Not too long ago, I was playing a game with a friend and I was not having a good time whatsoever. The reason why is because of this individual’s toxic behavior. He was putting himself down and others. It was demoralizing. Ever since I realized that his behavior started affecting my mood and was slowly deteriorating my mental state, I started to distance myself away from him. As in, I would purposely do other things to prevent myself from playing a game with him.
Now you might consider me being rude, but I want to refer back to my first blog post on Youth to Future. Your influences are who and what you surround yourself with. If you read only personal development books, then you will improve due to the steady application of those books. If you have great mentors to guide you, then you will succeed farther in life as long as you apply their great advice to your life. Even if you do both of these things already, you need to evaluate who your friends are, because they are truly the biggest influences in your life. For example, if your friends all say a specific word such as “yo”, then I can 100% guarantee you that you are going to start saying “yo”. Humans are naturally wired to imitate the people that we are around. Therefore, you need to evaluate who you call your peer.
You become who your friends say you are
At this point in the article, you might be thinking, “but Eric, I have great mental fortitude and a lot of willpower; therefore, I won’t be affected and I won’t have to give up any of my friends.” Well, you are unfortunately wrong. Regardless of your willpower, your walls to prevent negative behavior will slowly crumble away. Your negative friends will tell you who you are and you will eventually believe it. That is not what you or I want. If you are reading this blog, then I know you want to grow as an individual, which means that you need to not surround yourself with negative friends.

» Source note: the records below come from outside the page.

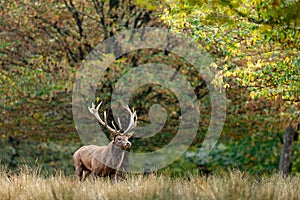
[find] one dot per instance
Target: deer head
(120, 138)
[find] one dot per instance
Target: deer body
(105, 160)
(99, 161)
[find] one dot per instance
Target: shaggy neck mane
(116, 156)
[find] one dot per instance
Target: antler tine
(95, 111)
(117, 131)
(119, 123)
(133, 119)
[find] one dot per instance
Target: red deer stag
(105, 160)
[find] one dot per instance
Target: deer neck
(117, 156)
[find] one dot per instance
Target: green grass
(31, 184)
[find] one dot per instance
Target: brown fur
(102, 161)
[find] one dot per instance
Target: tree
(255, 43)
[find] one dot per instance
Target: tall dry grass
(30, 184)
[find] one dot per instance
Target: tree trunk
(285, 159)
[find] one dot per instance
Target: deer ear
(129, 135)
(113, 135)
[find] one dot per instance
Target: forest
(245, 92)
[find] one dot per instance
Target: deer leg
(79, 171)
(93, 176)
(113, 178)
(85, 174)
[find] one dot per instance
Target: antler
(133, 119)
(132, 123)
(95, 112)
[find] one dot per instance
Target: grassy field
(30, 184)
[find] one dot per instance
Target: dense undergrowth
(28, 183)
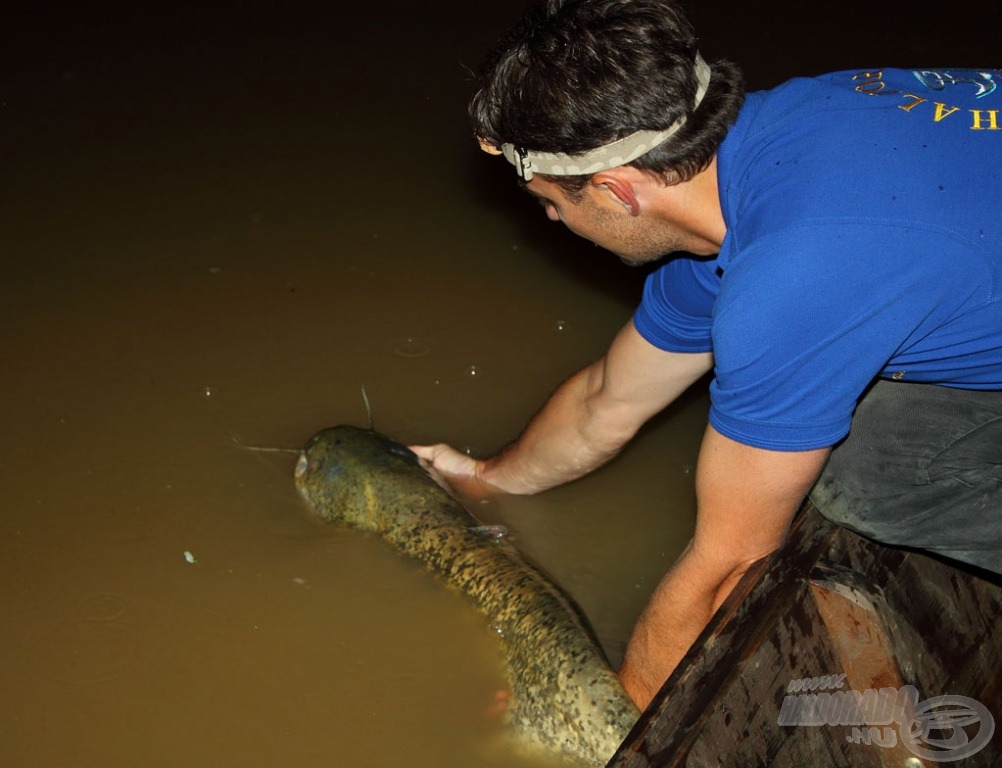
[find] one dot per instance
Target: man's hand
(584, 423)
(455, 470)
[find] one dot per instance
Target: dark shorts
(921, 467)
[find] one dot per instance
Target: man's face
(602, 219)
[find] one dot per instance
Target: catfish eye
(302, 465)
(402, 450)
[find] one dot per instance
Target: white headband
(618, 152)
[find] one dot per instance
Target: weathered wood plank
(885, 617)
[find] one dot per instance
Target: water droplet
(412, 349)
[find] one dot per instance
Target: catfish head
(360, 478)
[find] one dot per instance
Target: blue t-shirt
(864, 216)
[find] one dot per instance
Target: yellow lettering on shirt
(993, 119)
(942, 110)
(916, 100)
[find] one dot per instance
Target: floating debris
(490, 531)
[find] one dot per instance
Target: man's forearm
(568, 438)
(676, 614)
(591, 416)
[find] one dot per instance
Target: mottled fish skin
(565, 696)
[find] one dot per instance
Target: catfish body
(565, 697)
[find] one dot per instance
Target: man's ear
(620, 186)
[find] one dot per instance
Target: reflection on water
(220, 222)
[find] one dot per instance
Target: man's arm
(585, 422)
(746, 498)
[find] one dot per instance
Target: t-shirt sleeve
(805, 320)
(675, 313)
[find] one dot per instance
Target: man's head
(575, 75)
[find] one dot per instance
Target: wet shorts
(921, 467)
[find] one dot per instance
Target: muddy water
(218, 224)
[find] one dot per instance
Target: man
(836, 261)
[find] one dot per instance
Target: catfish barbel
(564, 697)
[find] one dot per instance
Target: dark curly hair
(573, 75)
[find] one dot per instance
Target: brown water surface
(219, 222)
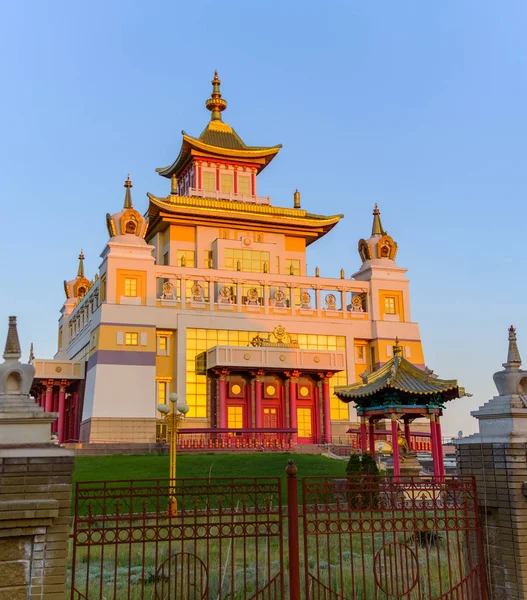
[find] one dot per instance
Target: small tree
(370, 471)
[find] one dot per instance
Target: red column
(76, 416)
(395, 447)
(440, 446)
(363, 435)
(258, 400)
(49, 396)
(372, 437)
(327, 407)
(62, 410)
(407, 435)
(433, 440)
(222, 398)
(293, 419)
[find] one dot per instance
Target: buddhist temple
(204, 291)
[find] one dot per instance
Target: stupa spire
(514, 360)
(80, 270)
(128, 193)
(215, 103)
(12, 345)
(377, 225)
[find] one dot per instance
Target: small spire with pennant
(514, 360)
(215, 103)
(80, 270)
(377, 225)
(12, 345)
(128, 193)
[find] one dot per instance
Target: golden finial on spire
(128, 193)
(80, 270)
(296, 199)
(377, 225)
(215, 103)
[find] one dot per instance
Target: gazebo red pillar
(407, 434)
(395, 447)
(372, 436)
(326, 401)
(363, 435)
(62, 410)
(434, 444)
(440, 446)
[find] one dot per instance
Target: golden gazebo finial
(215, 103)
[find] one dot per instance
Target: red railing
(234, 439)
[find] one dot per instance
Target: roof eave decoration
(191, 143)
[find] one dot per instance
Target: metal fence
(355, 538)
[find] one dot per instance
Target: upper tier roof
(198, 211)
(219, 140)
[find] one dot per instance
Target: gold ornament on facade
(364, 250)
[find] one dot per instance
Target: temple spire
(128, 193)
(80, 270)
(514, 360)
(377, 225)
(12, 345)
(215, 103)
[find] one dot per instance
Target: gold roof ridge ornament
(128, 195)
(377, 225)
(80, 270)
(215, 103)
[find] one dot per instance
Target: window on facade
(130, 287)
(186, 258)
(244, 184)
(359, 354)
(389, 305)
(227, 183)
(304, 422)
(249, 261)
(131, 339)
(162, 345)
(209, 181)
(292, 266)
(235, 417)
(162, 392)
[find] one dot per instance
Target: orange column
(395, 447)
(62, 409)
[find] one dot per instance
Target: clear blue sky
(419, 106)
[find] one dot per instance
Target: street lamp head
(183, 408)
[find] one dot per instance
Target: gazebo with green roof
(400, 391)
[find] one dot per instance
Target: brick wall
(501, 473)
(35, 520)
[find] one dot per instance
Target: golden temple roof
(309, 225)
(219, 139)
(400, 374)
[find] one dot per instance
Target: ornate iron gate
(357, 538)
(224, 542)
(380, 538)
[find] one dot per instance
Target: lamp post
(173, 415)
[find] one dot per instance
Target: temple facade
(206, 294)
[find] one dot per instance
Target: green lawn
(100, 468)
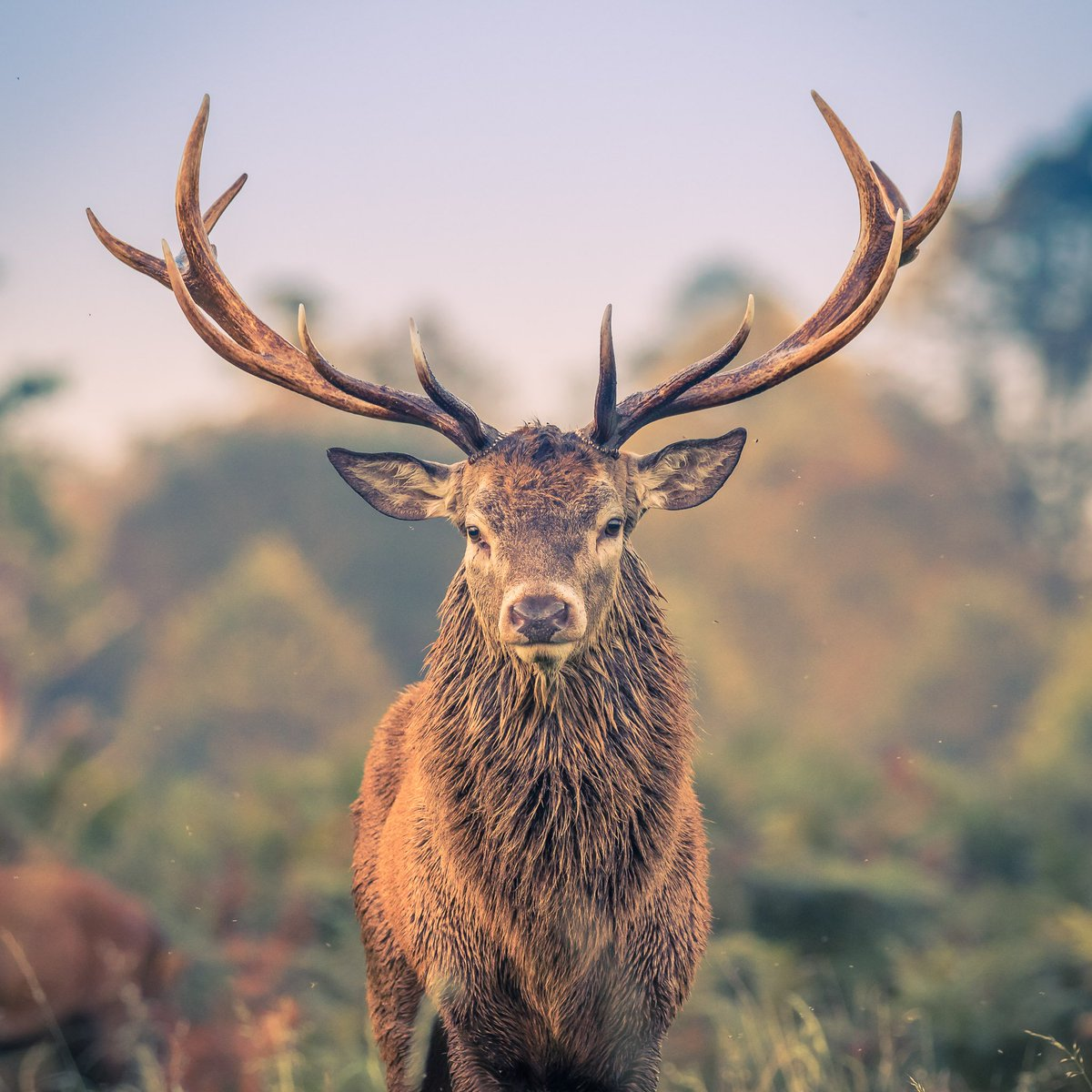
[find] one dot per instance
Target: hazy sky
(511, 167)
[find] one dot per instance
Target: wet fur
(530, 852)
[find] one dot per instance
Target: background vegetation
(889, 617)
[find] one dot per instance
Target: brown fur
(529, 847)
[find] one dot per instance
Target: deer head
(546, 514)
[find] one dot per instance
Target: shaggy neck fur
(561, 785)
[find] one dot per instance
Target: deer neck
(568, 780)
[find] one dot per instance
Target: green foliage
(895, 756)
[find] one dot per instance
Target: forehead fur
(543, 467)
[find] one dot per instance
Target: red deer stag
(529, 847)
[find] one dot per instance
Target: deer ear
(688, 473)
(398, 485)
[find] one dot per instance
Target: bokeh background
(887, 610)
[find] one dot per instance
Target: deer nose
(540, 617)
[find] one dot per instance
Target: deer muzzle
(541, 615)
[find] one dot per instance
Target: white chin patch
(545, 656)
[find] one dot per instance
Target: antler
(885, 241)
(230, 329)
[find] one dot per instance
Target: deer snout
(540, 617)
(550, 615)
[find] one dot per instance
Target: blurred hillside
(893, 671)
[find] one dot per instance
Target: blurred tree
(260, 660)
(1014, 300)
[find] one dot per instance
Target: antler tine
(399, 405)
(148, 265)
(884, 244)
(920, 227)
(225, 322)
(638, 410)
(480, 435)
(787, 359)
(605, 424)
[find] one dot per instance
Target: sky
(509, 167)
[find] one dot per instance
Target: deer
(85, 969)
(529, 847)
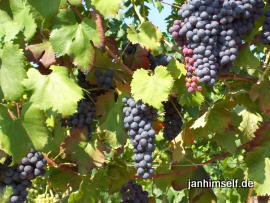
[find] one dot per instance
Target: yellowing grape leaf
(152, 89)
(105, 7)
(176, 68)
(12, 71)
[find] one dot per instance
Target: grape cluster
(138, 118)
(133, 192)
(83, 118)
(173, 122)
(266, 29)
(19, 176)
(105, 80)
(210, 34)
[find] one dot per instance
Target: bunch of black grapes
(173, 122)
(20, 176)
(105, 81)
(84, 116)
(138, 118)
(210, 32)
(160, 60)
(266, 29)
(132, 192)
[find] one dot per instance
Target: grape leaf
(245, 58)
(148, 35)
(55, 91)
(106, 8)
(75, 2)
(42, 52)
(75, 40)
(176, 68)
(259, 92)
(249, 125)
(18, 19)
(177, 149)
(46, 10)
(258, 163)
(33, 121)
(185, 98)
(14, 139)
(12, 65)
(23, 18)
(85, 154)
(216, 120)
(152, 89)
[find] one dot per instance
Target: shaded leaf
(55, 91)
(148, 35)
(12, 65)
(153, 89)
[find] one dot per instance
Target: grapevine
(132, 101)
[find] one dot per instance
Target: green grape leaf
(75, 2)
(33, 121)
(14, 139)
(148, 35)
(59, 179)
(108, 9)
(12, 65)
(17, 19)
(246, 58)
(259, 92)
(55, 91)
(176, 68)
(185, 98)
(250, 123)
(152, 89)
(75, 40)
(85, 154)
(46, 10)
(255, 30)
(258, 163)
(216, 120)
(112, 120)
(42, 53)
(226, 140)
(23, 18)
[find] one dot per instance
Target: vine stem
(18, 110)
(60, 167)
(239, 77)
(75, 9)
(137, 12)
(126, 68)
(172, 5)
(11, 114)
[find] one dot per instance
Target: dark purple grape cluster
(213, 30)
(19, 176)
(133, 193)
(160, 60)
(173, 122)
(83, 118)
(105, 81)
(266, 29)
(138, 118)
(32, 165)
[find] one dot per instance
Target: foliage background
(43, 43)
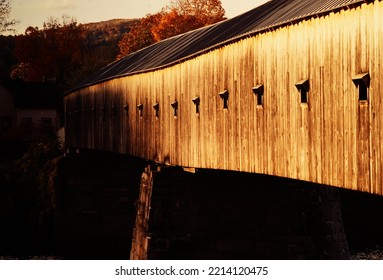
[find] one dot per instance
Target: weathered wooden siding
(334, 139)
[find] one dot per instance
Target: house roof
(272, 14)
(33, 95)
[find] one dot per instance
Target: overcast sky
(35, 12)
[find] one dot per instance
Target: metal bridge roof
(272, 14)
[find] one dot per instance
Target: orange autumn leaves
(177, 18)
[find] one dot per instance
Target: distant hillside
(101, 45)
(111, 31)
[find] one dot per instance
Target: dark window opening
(196, 102)
(102, 113)
(225, 97)
(156, 107)
(174, 105)
(303, 87)
(126, 108)
(140, 108)
(259, 91)
(303, 96)
(363, 96)
(362, 82)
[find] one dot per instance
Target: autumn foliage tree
(52, 53)
(177, 18)
(6, 23)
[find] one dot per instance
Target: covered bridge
(291, 88)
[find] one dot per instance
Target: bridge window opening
(225, 97)
(196, 102)
(126, 109)
(156, 107)
(259, 91)
(174, 105)
(102, 113)
(140, 108)
(362, 82)
(303, 87)
(84, 113)
(114, 111)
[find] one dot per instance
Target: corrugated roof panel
(272, 14)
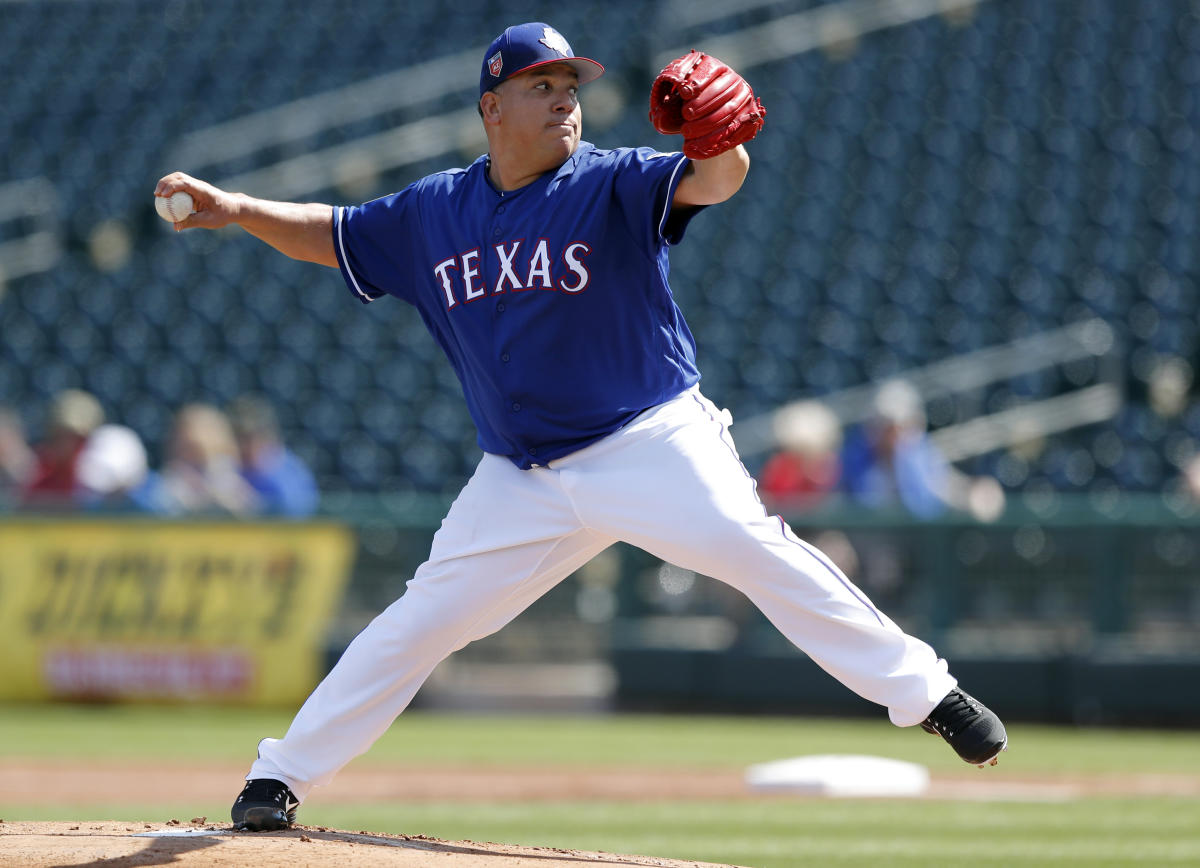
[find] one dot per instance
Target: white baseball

Instead of negative friends, you need to maintain your true, positive friends and find the ones who will build you up. With new friends, you will become everything that your friends say who you are, someone who is successful in their life and career. One of my favorite quotes is by Jordan Peterson, a Canadian psychologist, who said, “Make Friends with people who want the best for you.” Those are the friends that you need in your life. If you do not have those friends, then you need to evaluate your list of friends and who you associate yourself with. Don’t be friends with the guy who just want to tear you down, but be friends with the guy who truly wants you to succeed and will not be full of jealousy when accomplish your goals.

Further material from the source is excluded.